NEW YORK (TheStreet) -- Shares of Chesapeake Energy Corp. (CHK) were sliding, down 0.59% to $11.05 late morning trading, as both WTI and Brent crude prices slip to trade in the red, according to Bloomberg.
At last check, WTI crude oil for August delivery was down 1.29% to $58.93 a barrel, while Brent crude oil for August delivery was down 1.01% to $62.56 a barrel as of 11:18 a.m. ET today.
Oil prices were down as investors await the outcome of the ongoing Iranian nuclear talks, which could lead to a bump in Iranian crude exports, according to Reuters.
Oklahoma City-based Chesapeake produces natural gas and liquids.
Its exploration and production segment is responsible for finding and producing natural gas, oil and natural gas liquids.
The company owns interests in approximately 47,400 natural gas and oil wells with positions in the resource plays including the Eagle Ford Shale, and the Utica Shale.

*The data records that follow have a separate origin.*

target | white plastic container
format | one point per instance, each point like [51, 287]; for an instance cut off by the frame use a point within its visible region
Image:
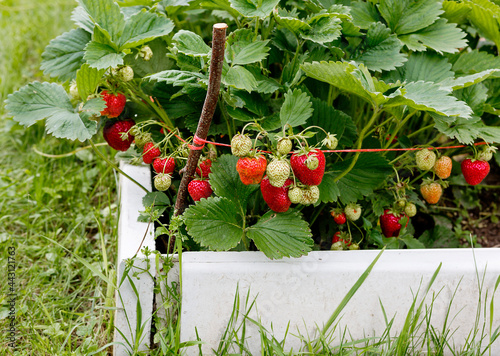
[302, 293]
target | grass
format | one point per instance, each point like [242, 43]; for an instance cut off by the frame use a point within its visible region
[60, 215]
[53, 210]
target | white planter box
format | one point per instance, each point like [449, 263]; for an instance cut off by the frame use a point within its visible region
[304, 292]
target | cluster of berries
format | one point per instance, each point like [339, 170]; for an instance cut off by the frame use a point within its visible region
[282, 181]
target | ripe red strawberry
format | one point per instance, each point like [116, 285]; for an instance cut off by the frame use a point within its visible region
[431, 191]
[251, 169]
[198, 189]
[150, 152]
[389, 222]
[475, 171]
[443, 166]
[276, 198]
[114, 104]
[206, 168]
[164, 165]
[339, 217]
[303, 173]
[116, 134]
[278, 171]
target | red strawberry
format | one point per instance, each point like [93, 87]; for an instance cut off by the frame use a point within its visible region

Separately, TheStreet Ratings team rates CHESAPEAKE ENERGY CORP as a Sell with a ratings score of D. TheStreet Ratings Team has this to say about their recommendation:
"We rate CHESAPEAKE ENERGY CORP (CHK) a SELL. This is driven by several weaknesses, which we believe should have a greater impact than any strengths, and could make it more difficult for investors to achieve positive results compared to most of the stocks we cover. The company's weaknesses can be seen in multiple areas, such as its deteriorating net income, disappointing return on equity, weak operating cash flow, generally disappointing historical performance in the stock itself and feeble growth in its earnings per share."